Recovery of nanogram amounts of HeLa digest standard loaded onto and eluted from micro-SPE tips. Schematic representation of the experimental workflow (A). Summed peptide LFQ intensities (B) and numbers of peptide group (C) and protein group identifications (D) for 1/10th aliquots from the starting material (control), eluate, and flow-through fractions of varying nanogram amounts of HeLa digest standard loaded and eluted from micro-SPE tips. Error bars show standard deviation from micro-SPE tip duplicates and LC–MS technical triplicates (N = 6 in total). Results of GO-term enrichment analysis conducted using proteomic profiling data (E). Recovery of proteins pertinent to specific cellular components was compared across all loading amounts for the starting material and eluate.

Eluate protein lists were further analyzed by GO annotation for the cellular component and compared against the starting material across all loading amounts (Figure 1D) and for each loading amount (Figure S3). We found that micro-SPE tips did not lead to preferential losses of any particular protein classes. Additionally, when protein lists were directly contrasted, Venn diagrams comparing protein identifications in the starting material and eluates were highly comparable to Venn diagrams created from LC–MS technical replicates of the same sample (Figures S4 and S5), further strengthening the case for unbiased recovery of nanogram amounts of peptides from micro-SPE tips.
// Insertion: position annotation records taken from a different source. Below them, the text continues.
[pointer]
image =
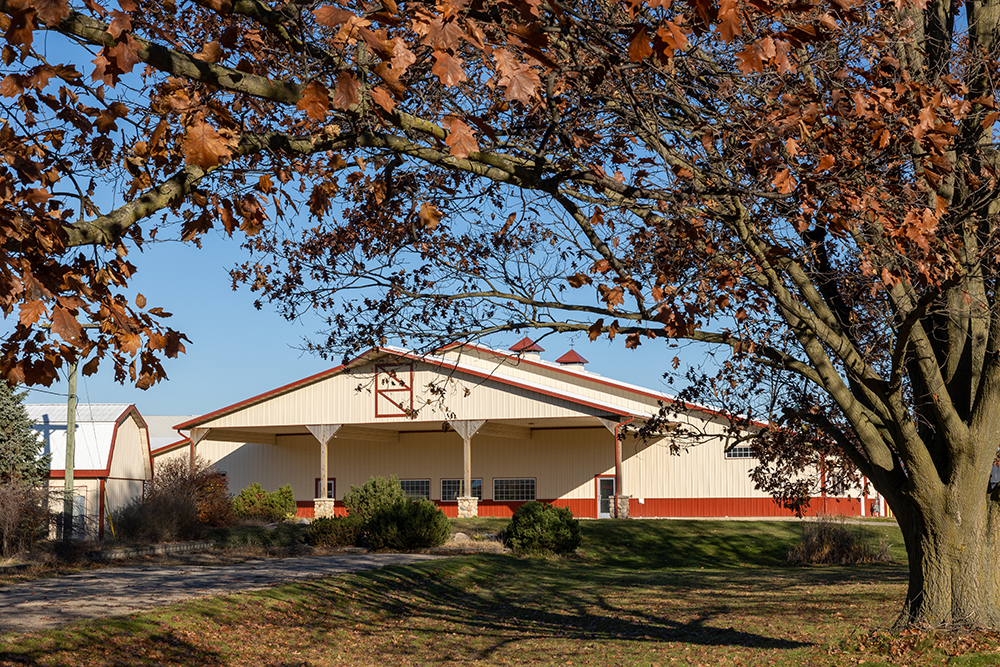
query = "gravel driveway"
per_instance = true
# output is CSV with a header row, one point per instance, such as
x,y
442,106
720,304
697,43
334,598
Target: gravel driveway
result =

These findings, in combination, prompted our belief that the current micro-SPE tip configuration is suitable for unbiased sample processing of cell amounts close to or above 200 U937 cells (or >50 ng of sample input).³⁵ At 50 ng of input, we observed ~80% recovery in peptide group identifications, which we assumed as an acceptable level of loss for such low sample amounts while using an easily employable sample processing platform. For cell amounts greater than 10,000 cells, we have observed sporadic clogging in preliminary experiments and recommend larger tips with a larger surface area of the membrane and the diameter of the tip opening (e.g., 100 μL tips). This upper cell loading level (2–5 μg), which we evaluated in this study, is well below the binding capacity of 9–18 μg we estimated for the used micro-SPE tips based on a published report.⁴⁰

Simplification of the Workflow

Reduction and alkylation have traditionally been separated into two steps, but these reactions have been shown to proceed simultaneously when nonthiol reducing agents are used (e.g., TCEP).^41,42 So, to simplify the workflow in line with other similar sample processing protocols,^23,28 reduction and alkylation were combined into a single step using TCEP and iodoacetamide. Consequently, the workflow was shortened by 35 min, and the number of pipetting steps was reduced to just six.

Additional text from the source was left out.